自民党の安倍晋三元首相が、首相返り咲きに意欲を見せているという。

「安倍氏は、辞任の原因になった大腸の不調はすっかり改善、以前はほとんど飲めなかった酒も最近は飲めるようになった、と話している。体調面の不安はないからチャンスがあればということだろう」

自民党幹部はそう話す。

安倍氏の近況で目を引くのが、今年に入り大阪維新の会代表の橋下徹大阪市長と急接近していること。橋下氏と何度か会っているほか、橋下側近の松井一郎大阪府知事ともたびたび会談している。

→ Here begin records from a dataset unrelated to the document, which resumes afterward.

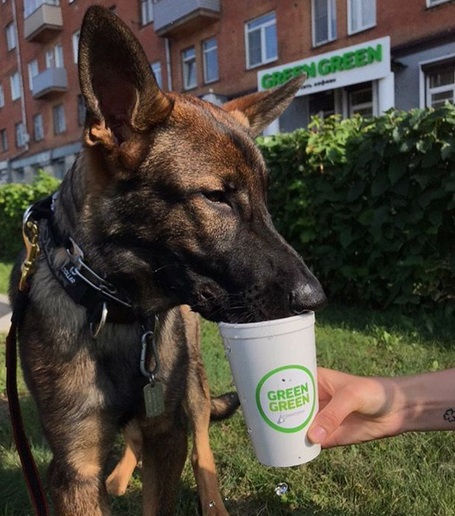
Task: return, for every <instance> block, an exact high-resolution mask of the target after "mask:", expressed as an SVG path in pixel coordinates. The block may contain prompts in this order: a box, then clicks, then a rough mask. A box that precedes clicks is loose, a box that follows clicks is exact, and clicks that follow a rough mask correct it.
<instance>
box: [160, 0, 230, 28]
mask: <svg viewBox="0 0 455 516" xmlns="http://www.w3.org/2000/svg"><path fill="white" fill-rule="evenodd" d="M220 17H221V7H220V0H185V2H182V0H158V1H157V2H156V3H155V4H153V19H154V20H153V21H154V28H155V32H156V33H157V34H158V35H159V36H165V37H175V36H181V35H184V34H187V33H189V32H194V31H197V30H199V29H201V28H202V27H204V26H206V25H207V24H209V23H213V22H215V21H216V20H219V19H220Z"/></svg>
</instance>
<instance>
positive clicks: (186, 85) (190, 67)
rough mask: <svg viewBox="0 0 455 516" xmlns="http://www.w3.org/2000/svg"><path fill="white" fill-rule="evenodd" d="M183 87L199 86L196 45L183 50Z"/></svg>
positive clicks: (188, 89) (187, 88) (183, 88)
mask: <svg viewBox="0 0 455 516" xmlns="http://www.w3.org/2000/svg"><path fill="white" fill-rule="evenodd" d="M182 64H183V89H185V90H189V89H191V88H195V87H196V86H197V74H196V51H195V49H194V47H191V48H187V49H186V50H184V51H183V52H182Z"/></svg>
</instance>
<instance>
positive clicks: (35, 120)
mask: <svg viewBox="0 0 455 516" xmlns="http://www.w3.org/2000/svg"><path fill="white" fill-rule="evenodd" d="M33 139H34V140H35V142H40V141H41V140H43V139H44V125H43V115H41V114H39V115H35V116H34V117H33Z"/></svg>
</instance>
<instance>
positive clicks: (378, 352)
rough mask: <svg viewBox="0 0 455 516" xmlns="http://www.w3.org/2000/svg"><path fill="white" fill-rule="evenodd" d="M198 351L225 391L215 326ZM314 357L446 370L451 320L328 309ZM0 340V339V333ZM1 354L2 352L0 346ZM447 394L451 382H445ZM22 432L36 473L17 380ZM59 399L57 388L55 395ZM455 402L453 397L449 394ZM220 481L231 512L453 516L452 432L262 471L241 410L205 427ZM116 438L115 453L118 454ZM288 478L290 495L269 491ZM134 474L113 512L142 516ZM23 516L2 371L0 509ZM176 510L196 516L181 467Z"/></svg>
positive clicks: (413, 367)
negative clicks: (133, 477)
mask: <svg viewBox="0 0 455 516" xmlns="http://www.w3.org/2000/svg"><path fill="white" fill-rule="evenodd" d="M203 330H204V332H203V333H204V334H203V353H204V360H205V364H206V368H207V371H208V375H209V378H210V384H211V389H212V392H213V393H215V394H218V393H221V392H224V391H227V390H230V389H232V380H231V376H230V372H229V366H228V364H227V361H226V359H225V357H224V352H223V348H222V345H221V342H220V338H219V335H218V331H217V328H216V326H215V325H213V324H211V323H204V328H203ZM316 332H317V349H318V363H319V364H320V365H324V366H327V367H335V368H338V369H341V370H344V371H349V372H354V373H359V374H386V375H398V374H409V373H414V372H418V371H424V370H436V369H443V368H447V367H453V366H454V364H455V323H454V321H453V320H449V319H448V318H444V317H443V316H438V317H437V316H427V317H424V316H419V317H408V316H404V315H402V314H400V313H399V312H398V311H391V312H387V313H385V312H384V313H381V312H374V313H371V312H368V311H367V310H364V309H348V308H345V307H341V306H332V307H329V308H328V309H326V310H325V311H324V312H322V313H321V314H318V316H317V328H316ZM2 340H4V335H2ZM0 349H1V355H2V357H3V355H4V348H3V347H1V348H0ZM448 388H450V389H452V390H454V391H455V386H448ZM20 392H21V394H22V402H23V405H22V406H23V412H24V418H25V421H26V428H27V433H28V435H29V438H30V440H31V442H32V445H33V450H34V454H35V457H36V460H37V463H38V466H39V468H40V470H41V472H42V474H43V478H44V475H45V473H44V471H45V467H46V465H47V463H48V461H49V459H50V454H49V451H48V448H47V446H46V443H45V442H44V440H43V438H42V435H41V432H40V429H39V424H38V422H37V419H36V413H35V410H34V406H33V403H32V402H31V400H30V398H29V397H28V395H27V393H26V389H25V387H24V385H23V383H21V384H20ZM56 395H58V393H56ZM454 403H455V398H454ZM210 432H211V442H212V448H213V450H214V453H215V457H216V461H217V466H218V472H219V477H220V484H221V490H222V493H223V496H225V498H226V506H227V508H228V510H229V512H230V514H231V515H238V516H240V515H241V516H249V515H262V516H265V515H272V516H275V515H276V516H280V515H288V514H293V515H324V516H342V515H358V516H367V515H374V516H391V515H396V516H398V515H400V516H414V515H415V516H451V515H453V514H455V489H454V485H455V454H454V450H455V432H454V433H449V432H447V433H444V432H439V433H438V432H434V433H421V434H407V435H403V436H399V437H395V438H392V439H387V440H382V441H377V442H374V443H367V444H363V445H359V446H352V447H346V448H336V449H332V450H325V451H323V452H322V453H321V455H320V456H319V457H318V458H317V459H315V460H314V461H313V462H311V463H309V464H307V465H303V466H299V467H294V468H268V467H264V466H261V465H260V464H259V463H258V462H257V461H256V460H255V458H254V455H253V452H252V448H251V445H250V443H249V441H248V436H247V432H246V428H245V425H244V421H243V418H242V414H241V411H239V412H238V413H237V414H236V415H235V416H234V417H233V418H232V419H230V420H229V421H225V422H222V423H215V424H213V425H212V427H211V431H210ZM118 450H119V446H118V443H117V446H116V450H115V451H114V456H113V460H114V459H115V454H116V453H117V454H118ZM280 482H286V483H287V485H288V491H287V493H286V494H285V495H283V496H277V494H275V487H276V486H277V484H278V483H280ZM140 486H141V482H140V470H138V471H137V472H136V473H135V476H134V478H133V481H132V482H131V484H130V487H129V489H128V491H127V493H126V495H125V496H124V497H122V498H118V499H112V506H113V513H114V514H115V515H134V514H141V505H140ZM26 514H31V509H30V505H29V502H28V499H27V494H26V490H25V486H24V481H23V479H22V476H21V473H20V469H19V465H18V458H17V456H16V453H15V451H14V447H13V445H12V444H11V430H10V427H9V424H8V418H7V408H6V402H5V371H4V368H2V369H1V370H0V515H4V516H6V515H8V516H9V515H21V516H22V515H26ZM177 514H178V515H180V516H187V515H192V514H197V500H196V496H195V482H194V478H193V475H192V471H191V467H190V466H189V464H188V463H187V464H186V466H185V470H184V474H183V477H182V480H181V491H180V499H179V504H178V511H177Z"/></svg>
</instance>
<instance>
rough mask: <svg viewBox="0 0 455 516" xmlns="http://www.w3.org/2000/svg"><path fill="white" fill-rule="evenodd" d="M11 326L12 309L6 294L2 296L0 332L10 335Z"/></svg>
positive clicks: (1, 294) (0, 318)
mask: <svg viewBox="0 0 455 516" xmlns="http://www.w3.org/2000/svg"><path fill="white" fill-rule="evenodd" d="M10 325H11V309H10V306H9V302H8V296H7V295H6V294H0V332H4V333H8V331H9V327H10Z"/></svg>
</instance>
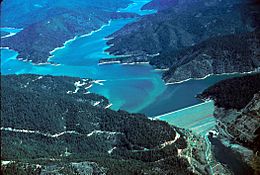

「会談では“あなたと私の考えはよく似ている”と橋下氏にエールを送っている。またテレビ出演時も橋下氏を盛んにほめていた」(全国紙の自民党担当記者)原発再稼働や消費増税を巡り既成政党批判が高まる中、国民の大阪維新の会への期待は鰻上り。「いま解散したら民主は第一党になれず、自民も第一党を取れないで維新がワーッと当選してくる」(輿石東・民主党幹事長)のは確実で、総選挙後は大阪維新の会と組む政党が政権に就く可能性が高い。安倍氏周辺が話す。

「安倍氏もそれを見越して橋下氏と接触を重ねてきた。6月初めの時点では、消費増税法案成立に向け、民主・自民両党内に大連立模索の動きがあったが、安倍氏は“民・自大連立なら離党も辞さず”と猛反発。安倍新党旗揚げの可能性もあった。結局、大連立せずとも消費増税法案が通る見通しがついたため安倍新党は見送られたが、“新党旗揚げ、橋下維新との連立”まで安倍氏は見据えていた」

安倍氏が「頭の体操」(周辺)として思い描いていたシミュレーションとは?

「年内解散・総選挙の場合、維新は全国に落下傘で候補を擁立するが、橋下氏本人は昨年の11月の大阪市長当選から1年経たないと総選挙に出馬できない。維新は橋下氏が中央政界で活動できないので、党の顔を求めて安倍氏に接近する」

一方、民・自大連立に反発して新党を立ち上げ、総選挙を戦うことになった安倍氏のもとには、国民の既成政党離れの空気を敏感に察した自民党の新人候補が殺到し一大勢力を形成する。

「そして維新の会と安倍新党が合併含みで連立。安倍首相が誕生する」(周辺)

結局、頭の体操で終わりそう……。